China’s digital yuan and payment apps Alipay and WeChat Pay were not competitors, Mu Changchun, the director general of the digital currency research institute at the People’s Bank of China (PBOC), said on Friday.
China is poised to become the first major economy to launch a sovereign digital currency, with the PBOC conducting digital yuan trials in several cities, including Shanghai.
“The digital currency [issued by the central bank] is money,” he told a panel discussion at the Lujiazui Forum in Shanghai. “Digital wallets are carriers that offer the IT infrastructure to support the use of this currency,” he said.
Mu’s statements are being viewed as soothing any concerns about competition between the central bank’s digital currency and e-payment systems owned and operated by privately held fintech giants. Alipay and WeChat Pay, defined as third-party payment service providers in China, are used by nearly all mainland Chinese smartphone users to conduct transactions on a daily basis.
Mu said that Alipay, owned and operated by Ant Group, and WeChat Pay, owned and operated by Tencent Holdings, would facilitate the use and circulation of the digital yuan, rather than rival it.

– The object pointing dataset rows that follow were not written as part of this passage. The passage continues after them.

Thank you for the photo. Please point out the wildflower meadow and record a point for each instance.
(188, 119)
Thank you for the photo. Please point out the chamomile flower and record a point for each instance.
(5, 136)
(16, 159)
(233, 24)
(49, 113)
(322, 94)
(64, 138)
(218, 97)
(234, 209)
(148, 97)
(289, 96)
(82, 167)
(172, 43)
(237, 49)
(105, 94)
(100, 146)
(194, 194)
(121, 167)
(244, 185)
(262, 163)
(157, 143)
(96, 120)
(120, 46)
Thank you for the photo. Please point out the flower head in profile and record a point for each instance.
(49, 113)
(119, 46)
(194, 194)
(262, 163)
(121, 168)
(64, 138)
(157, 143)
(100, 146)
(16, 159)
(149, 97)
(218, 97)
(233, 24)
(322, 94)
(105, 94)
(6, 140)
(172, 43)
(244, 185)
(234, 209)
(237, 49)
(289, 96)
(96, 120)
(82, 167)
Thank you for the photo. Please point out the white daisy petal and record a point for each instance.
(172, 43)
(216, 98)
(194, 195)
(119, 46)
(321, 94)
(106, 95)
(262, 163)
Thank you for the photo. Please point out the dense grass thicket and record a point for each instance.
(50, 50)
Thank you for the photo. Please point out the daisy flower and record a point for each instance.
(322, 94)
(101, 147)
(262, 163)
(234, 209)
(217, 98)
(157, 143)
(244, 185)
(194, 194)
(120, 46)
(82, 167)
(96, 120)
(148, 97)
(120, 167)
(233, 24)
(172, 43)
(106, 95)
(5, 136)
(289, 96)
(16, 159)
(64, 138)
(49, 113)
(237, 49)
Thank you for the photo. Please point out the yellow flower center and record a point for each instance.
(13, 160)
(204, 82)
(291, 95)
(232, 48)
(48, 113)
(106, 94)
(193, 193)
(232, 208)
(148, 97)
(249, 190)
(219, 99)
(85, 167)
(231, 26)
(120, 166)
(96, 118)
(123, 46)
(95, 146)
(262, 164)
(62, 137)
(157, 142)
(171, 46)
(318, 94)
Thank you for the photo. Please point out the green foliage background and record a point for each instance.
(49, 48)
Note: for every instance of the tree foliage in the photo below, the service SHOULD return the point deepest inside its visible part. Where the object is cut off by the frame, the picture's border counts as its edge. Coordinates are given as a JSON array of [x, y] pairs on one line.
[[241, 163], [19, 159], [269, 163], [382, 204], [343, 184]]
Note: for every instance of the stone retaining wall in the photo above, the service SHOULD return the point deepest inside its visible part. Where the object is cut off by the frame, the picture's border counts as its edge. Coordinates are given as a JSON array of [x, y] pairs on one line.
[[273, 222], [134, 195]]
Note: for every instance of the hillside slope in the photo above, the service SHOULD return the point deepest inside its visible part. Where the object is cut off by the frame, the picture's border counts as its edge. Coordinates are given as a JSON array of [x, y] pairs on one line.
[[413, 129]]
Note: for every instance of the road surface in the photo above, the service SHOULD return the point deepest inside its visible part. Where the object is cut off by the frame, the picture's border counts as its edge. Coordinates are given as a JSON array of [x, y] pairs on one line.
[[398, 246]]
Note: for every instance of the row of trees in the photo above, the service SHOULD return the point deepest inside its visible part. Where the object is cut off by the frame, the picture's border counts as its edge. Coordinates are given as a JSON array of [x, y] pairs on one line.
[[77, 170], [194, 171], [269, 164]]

Signage for the digital yuan at a supermarket in Beijing. Photo: Bloomberg
Mu was “clarifying the role of the digital currency, which is a sovereign currency,” said Wang Feng, chairman of the financial services firm Ye Lang Capital in Shanghai. “The third-party payment services, although widely used, are recognised as financial service providers and they will be subject to the central bank’s oversight.”
Beijing plans to implement a wider roll-out of its e-yuan programme at the Beijing Winter Olympics in February next year. But consumers’ response to the digital currency during a trial run was lukewarm, as they are accustomed to Alipay and WeChat Pay.
In April, Beijing added six more regions to its trial for the digital yuan, officially known as the Digital Currency Electronic Payment (DCEP), expanding the scope of the test to 11 pilot areas and cities. DCEP is already one of the most advanced central bank digital currency initiatives in the world, with more than 2 billion yuan (US$313 million) spent by Chinese consumers in about 4 million transactions at shops, restaurants and certain online platforms.
Zhou Xiaochuan, a former PBOC governor, said efforts to digitise the yuan would help to increase its international status, even though the digital yuan has not been designed to replace the US dollar.
Beijing began taking a harsh stance on cryptocurrencies in 2017, ordering all online platforms to halt virtual currency issuances immediately. Bitcoin is now illegal in China.
Ant Group is the affiliate of e-commerce giant Alibaba Group Holding, which owns the South China Morning Post.